For a 64-bit floating-point number, the highest 1 bit is the sign bit S, the next 11 bits are the exponent E, and the remaining 52 bits are the significand M.
insert image description here

IEEE 754 also has some special provisions for the significand M and the exponent E.
As mentioned earlier, 1≤M<2, that is, M can be written in the form of 1.xxxxxx, where xxxxxx represents the fractional part.
IEEE 754 stipulates that when M is stored in the computer, the first digit of this number is always 1 by default, so it can be discarded , and only the following xxxxxx part is saved. For example , when saving 1.01, only 01 is saved , and when it is read, the first 1 is added. The purpose of this is to save 1 significant figure . Taking a 32-bit floating point number as an example, there are only 23 bits left for M. After rounding off the 1 in the first digit, it is equivalent to saving 24 significant digits.

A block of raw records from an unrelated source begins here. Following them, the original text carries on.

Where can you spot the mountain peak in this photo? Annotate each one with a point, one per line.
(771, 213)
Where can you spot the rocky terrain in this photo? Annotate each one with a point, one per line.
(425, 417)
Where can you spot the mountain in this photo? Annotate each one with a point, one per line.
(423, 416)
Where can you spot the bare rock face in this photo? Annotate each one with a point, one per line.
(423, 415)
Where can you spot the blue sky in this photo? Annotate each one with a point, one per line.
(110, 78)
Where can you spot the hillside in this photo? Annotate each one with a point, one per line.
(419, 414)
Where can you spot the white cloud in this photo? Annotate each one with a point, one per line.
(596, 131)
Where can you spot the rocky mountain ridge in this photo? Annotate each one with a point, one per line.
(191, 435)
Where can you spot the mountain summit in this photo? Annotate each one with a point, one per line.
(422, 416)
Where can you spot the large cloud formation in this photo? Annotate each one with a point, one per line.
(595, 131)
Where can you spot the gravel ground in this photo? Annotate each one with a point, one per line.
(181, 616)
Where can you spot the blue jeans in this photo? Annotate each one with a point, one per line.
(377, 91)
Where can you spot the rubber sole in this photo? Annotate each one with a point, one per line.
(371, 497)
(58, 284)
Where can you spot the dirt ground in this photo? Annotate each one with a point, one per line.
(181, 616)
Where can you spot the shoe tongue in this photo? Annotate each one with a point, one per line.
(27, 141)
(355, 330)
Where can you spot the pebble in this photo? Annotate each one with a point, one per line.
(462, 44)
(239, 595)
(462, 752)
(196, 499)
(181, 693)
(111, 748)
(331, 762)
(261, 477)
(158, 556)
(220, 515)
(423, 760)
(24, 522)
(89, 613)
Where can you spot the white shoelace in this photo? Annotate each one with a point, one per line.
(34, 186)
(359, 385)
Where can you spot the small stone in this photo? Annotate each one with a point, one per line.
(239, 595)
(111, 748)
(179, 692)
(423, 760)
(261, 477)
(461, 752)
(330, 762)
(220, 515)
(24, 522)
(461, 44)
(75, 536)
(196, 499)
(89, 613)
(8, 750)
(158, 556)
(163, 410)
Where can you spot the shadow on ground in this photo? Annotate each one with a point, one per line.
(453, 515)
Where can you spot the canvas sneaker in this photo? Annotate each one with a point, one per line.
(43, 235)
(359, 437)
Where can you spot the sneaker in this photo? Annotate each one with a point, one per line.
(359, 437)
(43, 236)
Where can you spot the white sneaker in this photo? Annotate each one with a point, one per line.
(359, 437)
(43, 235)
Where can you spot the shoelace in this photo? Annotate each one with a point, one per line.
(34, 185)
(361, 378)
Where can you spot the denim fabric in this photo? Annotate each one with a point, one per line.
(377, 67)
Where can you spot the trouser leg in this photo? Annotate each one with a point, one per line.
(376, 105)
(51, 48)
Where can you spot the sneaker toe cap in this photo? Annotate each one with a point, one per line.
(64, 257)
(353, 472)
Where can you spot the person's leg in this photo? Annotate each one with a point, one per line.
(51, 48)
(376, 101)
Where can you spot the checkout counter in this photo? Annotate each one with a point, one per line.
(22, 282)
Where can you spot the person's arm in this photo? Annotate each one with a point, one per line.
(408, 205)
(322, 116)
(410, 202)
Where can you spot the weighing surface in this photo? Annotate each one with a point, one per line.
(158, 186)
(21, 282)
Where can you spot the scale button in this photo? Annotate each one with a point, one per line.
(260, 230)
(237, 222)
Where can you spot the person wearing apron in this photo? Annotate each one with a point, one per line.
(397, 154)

As for index E, the situation is more complicated.
First, E is an unsigned integer (unsigned int)
which means that if E is 8 bits, its value range is 0 255; if E is 11 bits, its value range is 0 2047. However, we know that E in scientific notation can be negative, so IEEE 754 stipulates that the real value of E must be added with an intermediate number when stored in memory .
For 8-bit E , this intermediate number is 127 ; For an 11-bit E , this intermediate number is 1023 . For example, the E of 2^10 is 10, so when it is stored as a 32-bit floating point number, it must be stored as 10+127=137, which is 10001001.

Then, the index E is fetched from memory and can be further divided into three cases:

  1. E is not all 0 or not all 1

At this time, the floating-point number is represented by the rule of the s surface, that is, the calculated value of the exponent E is subtracted from 127 (or 1023) to obtain the real value, and then the significant number M is added with the first 1.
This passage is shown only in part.